Prediction: The president AFTER Obama will also be the most polarizing ever

So I saw this Tweet over the weekend:

… and I really didn’t need to follow the link.

Of course it’s not entirely his fault. Just as it wasn’t entirely George W. Bush’s fault that he was the most polarizing president before Obama was.

Basically, we’re on a downward trajectory in terms of unreasoning partisan polarization that first started showing up in the early ’80s (a spate of unusually negative ads across the country in the ’82 campaign, the rise of Lee Atwater), and really blossomed with the election of Bill Clinton 10 years later — the first sign, for me, was the “Don’t Blame Me; I voted Republican” bumper stickers that showed up after Election Day 1992 and before Clinton even took office.

From the start, from before the start, Republicans abandoned the “loyal opposition” stance and treated Clinton as illegitimate.

Things got worse all through the Clinton years. They got nastier through the Bush years (and were nasty, again, from the start, with a brief hiatus right after 9/11). And as Obama took office, they just kept getting nastier.
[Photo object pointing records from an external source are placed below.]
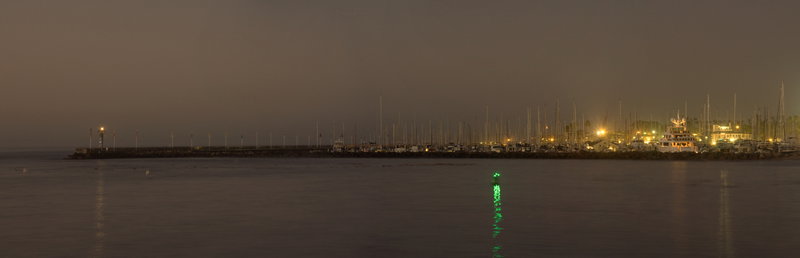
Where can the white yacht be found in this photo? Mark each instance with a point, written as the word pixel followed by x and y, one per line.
pixel 677 138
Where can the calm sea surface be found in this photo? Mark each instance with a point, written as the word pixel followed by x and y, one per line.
pixel 395 208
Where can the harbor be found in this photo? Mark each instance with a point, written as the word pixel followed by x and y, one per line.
pixel 678 136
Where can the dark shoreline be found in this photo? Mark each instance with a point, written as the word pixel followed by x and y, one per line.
pixel 186 152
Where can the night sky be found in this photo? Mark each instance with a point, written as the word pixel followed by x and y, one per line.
pixel 279 66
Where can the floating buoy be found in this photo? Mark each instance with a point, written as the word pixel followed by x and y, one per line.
pixel 496 178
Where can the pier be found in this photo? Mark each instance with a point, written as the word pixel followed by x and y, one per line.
pixel 326 152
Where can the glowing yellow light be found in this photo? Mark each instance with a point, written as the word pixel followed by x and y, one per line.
pixel 601 132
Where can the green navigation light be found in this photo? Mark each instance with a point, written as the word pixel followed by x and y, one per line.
pixel 498 215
Which to meet argues that it’s something about the rest of the country and our dysfunctional politics, and the president is just an incidental target of the vitriol.
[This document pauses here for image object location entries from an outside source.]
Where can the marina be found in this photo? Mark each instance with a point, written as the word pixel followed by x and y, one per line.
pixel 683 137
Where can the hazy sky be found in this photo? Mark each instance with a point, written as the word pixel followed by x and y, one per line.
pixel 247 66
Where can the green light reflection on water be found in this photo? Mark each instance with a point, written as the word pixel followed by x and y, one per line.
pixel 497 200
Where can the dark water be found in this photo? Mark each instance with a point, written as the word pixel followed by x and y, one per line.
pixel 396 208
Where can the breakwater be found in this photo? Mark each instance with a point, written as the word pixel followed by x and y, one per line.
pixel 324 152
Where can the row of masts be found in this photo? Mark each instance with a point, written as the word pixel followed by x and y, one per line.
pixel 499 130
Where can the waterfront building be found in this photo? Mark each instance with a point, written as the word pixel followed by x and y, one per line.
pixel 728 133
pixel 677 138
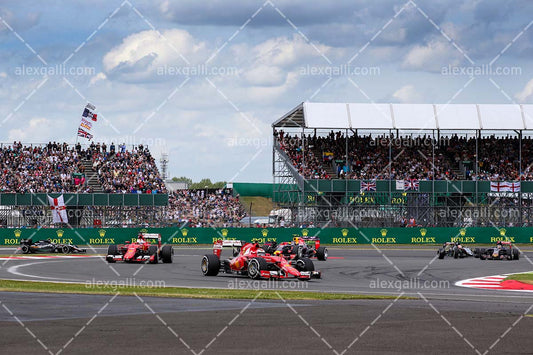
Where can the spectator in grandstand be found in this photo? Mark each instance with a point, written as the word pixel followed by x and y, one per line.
pixel 205 208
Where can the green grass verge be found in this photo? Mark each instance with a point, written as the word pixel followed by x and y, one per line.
pixel 177 292
pixel 525 278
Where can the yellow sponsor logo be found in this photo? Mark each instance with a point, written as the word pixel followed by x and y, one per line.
pixel 423 240
pixel 345 240
pixel 184 240
pixel 101 240
pixel 387 240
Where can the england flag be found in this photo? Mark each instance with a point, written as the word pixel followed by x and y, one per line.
pixel 59 210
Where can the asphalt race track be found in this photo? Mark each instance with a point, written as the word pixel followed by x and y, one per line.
pixel 444 319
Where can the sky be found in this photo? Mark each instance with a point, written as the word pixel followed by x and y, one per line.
pixel 202 81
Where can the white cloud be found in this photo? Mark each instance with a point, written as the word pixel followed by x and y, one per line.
pixel 432 56
pixel 407 94
pixel 141 54
pixel 98 77
pixel 527 93
pixel 37 129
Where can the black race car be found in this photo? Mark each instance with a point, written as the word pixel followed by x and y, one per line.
pixel 455 250
pixel 300 247
pixel 27 246
pixel 502 251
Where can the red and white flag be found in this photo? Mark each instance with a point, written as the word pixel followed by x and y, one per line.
pixel 504 186
pixel 59 210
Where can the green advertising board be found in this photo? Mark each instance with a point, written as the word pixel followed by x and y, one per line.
pixel 329 236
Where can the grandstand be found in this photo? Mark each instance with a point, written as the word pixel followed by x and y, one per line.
pixel 102 186
pixel 380 165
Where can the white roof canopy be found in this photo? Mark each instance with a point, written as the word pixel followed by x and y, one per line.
pixel 409 116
If present trends continue — which they will, barring some horrific event that pulls us back together as a country, or some other cause for a drastic change in our political attitudes — then the next president, regardless of who it is, will be the “most polarizing in history.”

I hope I’m wrong about that, but I doubt it.

10 thoughts on “Prediction: The president AFTER Obama will also be the most polarizing ever

  1. Doug Ross

    Looking at the graphs, you could say that for the brief period of post-911 blind patriotism, W. was the peak President of our lifetime… and except for the final year, his father was the best President overall. Poor George Sr. – done in by broccoli, “read my lips”, and throwing up in Japan.

  2. Brad Warthen Post author

    H.W. benefited from conducting a popular, well-run, wildly successful war.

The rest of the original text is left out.